Auch die »weiche« Macht 2 der USA, seine Vorbildfunktion und Anziehungskraft auf kulturellem und wirtschaftlichem Gebiet, ist schwer beeinträchtigt. Vor allem der so genannte Washington-Konsensus, nach dem alle Länder ihre Gesellschaften und Märkte nach dem Vorbild Amerikas liberalisieren sollen, hat als Orientierungsmaßstab weltweit an Bedeutung verloren. Sogar in den USA selbst ist – wie schon so oft in der amerikanischen Geschichte – ein heftiger Streit darüber entbrannt, welche Rolle dem Staat im Verhältnis zur Wirtschaft und zur Einwanderungsgesellschaft beigemessen werden soll.

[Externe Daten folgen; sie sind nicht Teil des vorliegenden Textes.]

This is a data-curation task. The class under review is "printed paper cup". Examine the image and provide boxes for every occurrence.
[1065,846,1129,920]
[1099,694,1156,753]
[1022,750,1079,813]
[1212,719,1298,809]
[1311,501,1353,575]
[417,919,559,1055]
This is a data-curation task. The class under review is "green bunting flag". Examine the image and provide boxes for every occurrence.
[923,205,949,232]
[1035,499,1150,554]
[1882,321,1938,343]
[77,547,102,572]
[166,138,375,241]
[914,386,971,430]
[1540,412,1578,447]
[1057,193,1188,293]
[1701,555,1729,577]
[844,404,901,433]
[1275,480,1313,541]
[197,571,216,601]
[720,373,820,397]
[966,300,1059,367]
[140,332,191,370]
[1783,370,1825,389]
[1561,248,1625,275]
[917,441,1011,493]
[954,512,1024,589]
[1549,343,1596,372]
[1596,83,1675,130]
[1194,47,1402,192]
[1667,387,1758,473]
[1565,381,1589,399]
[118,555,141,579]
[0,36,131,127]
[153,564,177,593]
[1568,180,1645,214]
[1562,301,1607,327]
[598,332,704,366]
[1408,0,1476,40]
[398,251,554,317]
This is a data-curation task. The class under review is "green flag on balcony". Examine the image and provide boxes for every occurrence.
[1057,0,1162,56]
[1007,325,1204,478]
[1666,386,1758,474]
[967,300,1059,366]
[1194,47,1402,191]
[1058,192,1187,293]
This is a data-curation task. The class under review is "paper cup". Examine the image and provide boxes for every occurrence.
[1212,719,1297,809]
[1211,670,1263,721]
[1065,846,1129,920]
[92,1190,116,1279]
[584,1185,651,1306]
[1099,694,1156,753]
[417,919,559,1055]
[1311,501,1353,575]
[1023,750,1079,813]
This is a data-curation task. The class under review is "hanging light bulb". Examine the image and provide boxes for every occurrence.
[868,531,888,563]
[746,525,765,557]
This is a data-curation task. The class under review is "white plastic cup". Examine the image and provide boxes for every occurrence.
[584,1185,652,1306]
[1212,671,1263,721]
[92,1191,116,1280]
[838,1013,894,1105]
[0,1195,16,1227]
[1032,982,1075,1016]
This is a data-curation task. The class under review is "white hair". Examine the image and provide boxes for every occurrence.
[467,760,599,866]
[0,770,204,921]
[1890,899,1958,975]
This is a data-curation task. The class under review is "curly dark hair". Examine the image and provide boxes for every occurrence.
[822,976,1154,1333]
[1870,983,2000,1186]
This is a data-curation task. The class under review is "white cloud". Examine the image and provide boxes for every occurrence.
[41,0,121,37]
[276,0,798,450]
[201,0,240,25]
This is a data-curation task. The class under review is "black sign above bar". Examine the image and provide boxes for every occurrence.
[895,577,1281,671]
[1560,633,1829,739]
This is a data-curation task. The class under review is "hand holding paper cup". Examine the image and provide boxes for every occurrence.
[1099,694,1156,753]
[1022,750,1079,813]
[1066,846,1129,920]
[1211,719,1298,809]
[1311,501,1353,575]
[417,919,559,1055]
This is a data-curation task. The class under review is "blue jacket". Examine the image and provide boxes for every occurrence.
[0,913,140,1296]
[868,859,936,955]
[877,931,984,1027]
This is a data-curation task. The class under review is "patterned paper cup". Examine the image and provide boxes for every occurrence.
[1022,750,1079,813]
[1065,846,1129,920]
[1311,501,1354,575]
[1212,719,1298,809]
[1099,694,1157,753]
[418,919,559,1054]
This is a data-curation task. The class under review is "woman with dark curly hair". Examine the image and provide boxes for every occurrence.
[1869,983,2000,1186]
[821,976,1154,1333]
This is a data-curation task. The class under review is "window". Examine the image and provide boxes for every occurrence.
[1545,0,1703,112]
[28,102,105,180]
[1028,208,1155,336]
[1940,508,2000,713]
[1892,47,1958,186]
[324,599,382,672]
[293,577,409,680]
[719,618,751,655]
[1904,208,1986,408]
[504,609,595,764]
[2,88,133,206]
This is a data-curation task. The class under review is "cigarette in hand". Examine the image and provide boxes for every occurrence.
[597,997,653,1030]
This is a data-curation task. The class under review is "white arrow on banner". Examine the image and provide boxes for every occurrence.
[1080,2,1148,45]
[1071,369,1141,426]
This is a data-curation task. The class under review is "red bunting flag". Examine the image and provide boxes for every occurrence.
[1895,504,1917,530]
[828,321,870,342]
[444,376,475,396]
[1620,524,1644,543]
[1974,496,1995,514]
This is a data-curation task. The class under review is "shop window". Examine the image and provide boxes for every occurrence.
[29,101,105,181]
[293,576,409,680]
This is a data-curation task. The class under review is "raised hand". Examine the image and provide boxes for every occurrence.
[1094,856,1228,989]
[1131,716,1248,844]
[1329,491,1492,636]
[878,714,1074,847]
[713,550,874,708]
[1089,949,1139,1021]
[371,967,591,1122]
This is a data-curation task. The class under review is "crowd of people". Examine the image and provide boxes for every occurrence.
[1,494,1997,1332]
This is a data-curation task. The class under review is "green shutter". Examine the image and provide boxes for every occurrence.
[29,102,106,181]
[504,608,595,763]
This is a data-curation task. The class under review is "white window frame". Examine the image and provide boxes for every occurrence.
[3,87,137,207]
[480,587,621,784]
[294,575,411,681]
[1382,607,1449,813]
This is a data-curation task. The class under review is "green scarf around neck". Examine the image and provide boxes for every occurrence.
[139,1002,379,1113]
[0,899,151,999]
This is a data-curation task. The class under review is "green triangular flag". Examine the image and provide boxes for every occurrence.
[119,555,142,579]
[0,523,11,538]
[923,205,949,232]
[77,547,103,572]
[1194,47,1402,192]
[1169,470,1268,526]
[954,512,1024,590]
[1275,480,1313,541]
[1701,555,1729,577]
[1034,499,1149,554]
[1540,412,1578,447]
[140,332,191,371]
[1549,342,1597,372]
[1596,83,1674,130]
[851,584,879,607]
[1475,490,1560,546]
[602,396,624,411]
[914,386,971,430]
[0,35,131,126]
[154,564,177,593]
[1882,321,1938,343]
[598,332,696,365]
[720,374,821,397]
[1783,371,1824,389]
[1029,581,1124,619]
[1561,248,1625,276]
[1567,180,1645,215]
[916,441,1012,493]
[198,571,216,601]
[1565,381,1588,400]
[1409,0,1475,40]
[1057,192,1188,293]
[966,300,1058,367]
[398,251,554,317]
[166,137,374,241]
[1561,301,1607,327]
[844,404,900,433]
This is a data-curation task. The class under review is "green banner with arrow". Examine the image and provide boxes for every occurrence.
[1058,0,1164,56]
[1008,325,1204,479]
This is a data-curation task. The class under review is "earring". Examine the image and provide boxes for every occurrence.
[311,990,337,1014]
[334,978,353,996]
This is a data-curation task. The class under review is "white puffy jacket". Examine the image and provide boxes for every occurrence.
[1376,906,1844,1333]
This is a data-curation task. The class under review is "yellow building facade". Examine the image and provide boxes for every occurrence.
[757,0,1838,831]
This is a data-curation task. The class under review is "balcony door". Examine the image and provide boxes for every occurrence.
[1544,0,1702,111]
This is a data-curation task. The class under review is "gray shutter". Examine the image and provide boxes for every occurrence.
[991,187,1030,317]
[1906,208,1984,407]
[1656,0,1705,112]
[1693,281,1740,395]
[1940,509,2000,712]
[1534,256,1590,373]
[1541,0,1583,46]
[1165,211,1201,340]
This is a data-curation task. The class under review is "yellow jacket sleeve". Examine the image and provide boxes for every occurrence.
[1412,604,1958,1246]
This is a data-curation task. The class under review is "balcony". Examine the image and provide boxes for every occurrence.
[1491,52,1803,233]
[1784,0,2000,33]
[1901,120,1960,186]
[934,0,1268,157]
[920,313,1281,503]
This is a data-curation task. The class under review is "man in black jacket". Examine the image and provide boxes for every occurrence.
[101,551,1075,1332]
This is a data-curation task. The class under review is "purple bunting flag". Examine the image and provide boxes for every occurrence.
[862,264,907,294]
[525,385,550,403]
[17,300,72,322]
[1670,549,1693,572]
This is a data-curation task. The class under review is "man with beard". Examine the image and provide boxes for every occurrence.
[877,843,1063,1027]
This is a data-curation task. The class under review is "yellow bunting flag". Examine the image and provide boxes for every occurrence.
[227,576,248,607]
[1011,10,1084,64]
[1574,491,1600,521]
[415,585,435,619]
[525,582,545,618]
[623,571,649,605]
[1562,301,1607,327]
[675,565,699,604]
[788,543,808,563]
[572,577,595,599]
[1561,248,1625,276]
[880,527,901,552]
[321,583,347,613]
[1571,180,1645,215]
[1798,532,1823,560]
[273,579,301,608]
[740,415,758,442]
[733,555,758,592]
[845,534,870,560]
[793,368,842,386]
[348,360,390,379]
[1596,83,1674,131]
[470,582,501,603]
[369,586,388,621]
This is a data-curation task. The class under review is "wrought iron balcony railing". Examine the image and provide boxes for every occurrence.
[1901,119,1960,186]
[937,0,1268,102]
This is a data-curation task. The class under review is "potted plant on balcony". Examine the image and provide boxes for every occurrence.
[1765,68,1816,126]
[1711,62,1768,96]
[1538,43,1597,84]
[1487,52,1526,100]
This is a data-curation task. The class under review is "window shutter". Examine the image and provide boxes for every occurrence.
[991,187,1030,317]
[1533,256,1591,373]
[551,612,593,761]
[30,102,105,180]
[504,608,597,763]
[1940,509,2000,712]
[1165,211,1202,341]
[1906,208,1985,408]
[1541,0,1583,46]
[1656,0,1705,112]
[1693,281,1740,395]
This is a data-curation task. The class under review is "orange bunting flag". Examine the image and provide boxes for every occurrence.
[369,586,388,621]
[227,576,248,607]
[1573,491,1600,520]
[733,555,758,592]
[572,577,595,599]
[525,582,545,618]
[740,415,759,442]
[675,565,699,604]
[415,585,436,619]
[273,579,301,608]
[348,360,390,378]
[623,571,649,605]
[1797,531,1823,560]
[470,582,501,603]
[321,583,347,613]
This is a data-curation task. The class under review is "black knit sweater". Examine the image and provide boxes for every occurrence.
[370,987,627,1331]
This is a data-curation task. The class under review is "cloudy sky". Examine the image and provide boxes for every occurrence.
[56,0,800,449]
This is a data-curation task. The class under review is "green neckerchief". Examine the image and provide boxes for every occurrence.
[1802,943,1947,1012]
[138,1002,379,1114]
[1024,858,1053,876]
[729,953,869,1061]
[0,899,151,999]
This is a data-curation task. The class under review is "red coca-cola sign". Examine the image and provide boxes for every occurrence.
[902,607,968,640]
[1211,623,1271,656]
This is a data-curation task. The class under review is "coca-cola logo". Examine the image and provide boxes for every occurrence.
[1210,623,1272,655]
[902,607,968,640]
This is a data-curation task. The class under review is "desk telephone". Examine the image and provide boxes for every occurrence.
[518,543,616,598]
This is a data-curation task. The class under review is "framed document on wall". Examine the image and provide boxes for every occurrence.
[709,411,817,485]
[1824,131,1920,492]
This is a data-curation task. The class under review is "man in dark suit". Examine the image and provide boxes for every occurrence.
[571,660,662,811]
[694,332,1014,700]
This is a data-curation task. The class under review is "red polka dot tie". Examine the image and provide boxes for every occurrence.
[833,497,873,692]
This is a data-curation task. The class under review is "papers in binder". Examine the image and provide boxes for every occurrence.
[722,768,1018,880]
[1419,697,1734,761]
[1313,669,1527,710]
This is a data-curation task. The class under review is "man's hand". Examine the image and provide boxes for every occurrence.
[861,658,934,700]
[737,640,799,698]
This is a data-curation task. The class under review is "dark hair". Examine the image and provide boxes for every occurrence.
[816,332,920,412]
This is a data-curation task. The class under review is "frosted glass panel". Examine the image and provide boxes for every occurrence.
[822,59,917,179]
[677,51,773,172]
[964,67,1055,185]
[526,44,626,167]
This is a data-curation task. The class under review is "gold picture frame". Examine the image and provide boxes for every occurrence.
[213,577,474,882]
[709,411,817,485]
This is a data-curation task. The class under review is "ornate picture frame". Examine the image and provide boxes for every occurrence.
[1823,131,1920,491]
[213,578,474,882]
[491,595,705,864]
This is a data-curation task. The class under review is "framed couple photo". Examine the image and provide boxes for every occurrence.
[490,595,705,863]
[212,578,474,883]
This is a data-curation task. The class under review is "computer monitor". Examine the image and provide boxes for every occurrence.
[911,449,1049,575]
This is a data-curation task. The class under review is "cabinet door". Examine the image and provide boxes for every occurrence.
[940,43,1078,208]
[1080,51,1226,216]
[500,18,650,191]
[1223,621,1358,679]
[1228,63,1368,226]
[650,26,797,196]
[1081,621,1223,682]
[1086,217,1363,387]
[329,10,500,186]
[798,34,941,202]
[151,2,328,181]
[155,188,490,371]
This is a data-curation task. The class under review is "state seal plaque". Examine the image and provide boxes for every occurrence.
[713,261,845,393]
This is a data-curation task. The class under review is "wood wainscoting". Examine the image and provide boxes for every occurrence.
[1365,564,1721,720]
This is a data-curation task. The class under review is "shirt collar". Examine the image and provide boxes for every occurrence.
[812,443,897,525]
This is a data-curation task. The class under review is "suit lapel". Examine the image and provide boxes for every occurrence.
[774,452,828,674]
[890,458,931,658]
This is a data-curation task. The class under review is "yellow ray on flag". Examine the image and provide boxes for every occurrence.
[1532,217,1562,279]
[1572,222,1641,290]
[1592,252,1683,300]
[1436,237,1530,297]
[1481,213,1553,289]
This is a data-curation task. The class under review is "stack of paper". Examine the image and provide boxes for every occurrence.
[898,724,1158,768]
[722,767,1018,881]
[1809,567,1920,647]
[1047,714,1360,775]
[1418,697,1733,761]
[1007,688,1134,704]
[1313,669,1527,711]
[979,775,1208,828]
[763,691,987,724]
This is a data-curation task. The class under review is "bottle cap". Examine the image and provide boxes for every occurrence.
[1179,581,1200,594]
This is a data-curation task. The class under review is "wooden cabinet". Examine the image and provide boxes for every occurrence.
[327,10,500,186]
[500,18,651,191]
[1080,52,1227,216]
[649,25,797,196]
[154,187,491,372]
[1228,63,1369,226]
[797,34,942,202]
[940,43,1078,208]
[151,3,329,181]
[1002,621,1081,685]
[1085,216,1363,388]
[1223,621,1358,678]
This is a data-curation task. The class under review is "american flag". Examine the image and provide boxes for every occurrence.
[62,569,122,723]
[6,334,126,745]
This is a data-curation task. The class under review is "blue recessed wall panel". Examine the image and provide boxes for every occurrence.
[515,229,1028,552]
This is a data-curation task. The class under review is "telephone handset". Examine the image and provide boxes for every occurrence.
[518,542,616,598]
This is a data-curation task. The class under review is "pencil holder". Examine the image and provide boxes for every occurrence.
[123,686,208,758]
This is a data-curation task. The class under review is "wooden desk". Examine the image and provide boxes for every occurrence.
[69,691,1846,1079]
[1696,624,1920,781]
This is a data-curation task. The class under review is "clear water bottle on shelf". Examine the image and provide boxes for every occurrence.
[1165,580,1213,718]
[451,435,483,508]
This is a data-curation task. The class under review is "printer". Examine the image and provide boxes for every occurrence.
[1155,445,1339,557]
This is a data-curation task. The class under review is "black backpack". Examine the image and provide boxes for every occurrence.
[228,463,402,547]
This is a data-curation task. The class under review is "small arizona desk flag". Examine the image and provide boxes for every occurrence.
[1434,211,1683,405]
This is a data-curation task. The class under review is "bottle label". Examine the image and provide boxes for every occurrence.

Das alles wird Amerika im Wahljahr 2012 beschäftigen und die Welt in Atem halten, denn die Handlungsschwäche der einstigen Weltordnungsmacht droht die Welt in Unordnung zu bringen.
Amerikas neue Energie?
In den USA herrscht zwar immer noch die Experten- und Lehrmeinung vor, »eine ernsthafte Reform der Energiesicherheitspolitik« sei nicht durchzusetzen, »sofern nicht ein gravierender Schock des internationalen Systems eintritt«. Solch ein Schock wäre der Zusammenbruch der saudi-arabischen Monarchie, 1 die mit ihren enormen Ressourcen und Produktionskapazitäten selbst in Krisenzeiten ein ums andere Mal dafür gesorgt hat, dass die Preise einigermaßen stabil blieben. Doch die steigenden Energiesicherheits-, Wirtschafts-und Umweltkosten erhöhen allmählich den innenpolitischen Druck auf die amerikanischen Entscheidungsträger, einen Kurswechsel in der Energie-Außenpolitik einzuleiten.
Erhöhter Handlungsdruck
Bis Mitte der 1970er Jahre war Amerika noch der größte Ölproduzent weltweit. Seitdem haben andere Länder einen größeren Anteil an der Produktion gewonnen, zunächst die Sowjetunion, die ihrerseits bald von den Anrainern des Persischen Golfes, der bis heute ergiebigsten Förderregion, übertroffen wurde. Als sich der Schwerpunkt der weltweiten Erdölförderung vom Golf von Mexiko an den Persischen Golf verlagerte, veränderten sich auch die Machtkonstellationen auf dem Weltmarkt und die geostrategischen Kalküle.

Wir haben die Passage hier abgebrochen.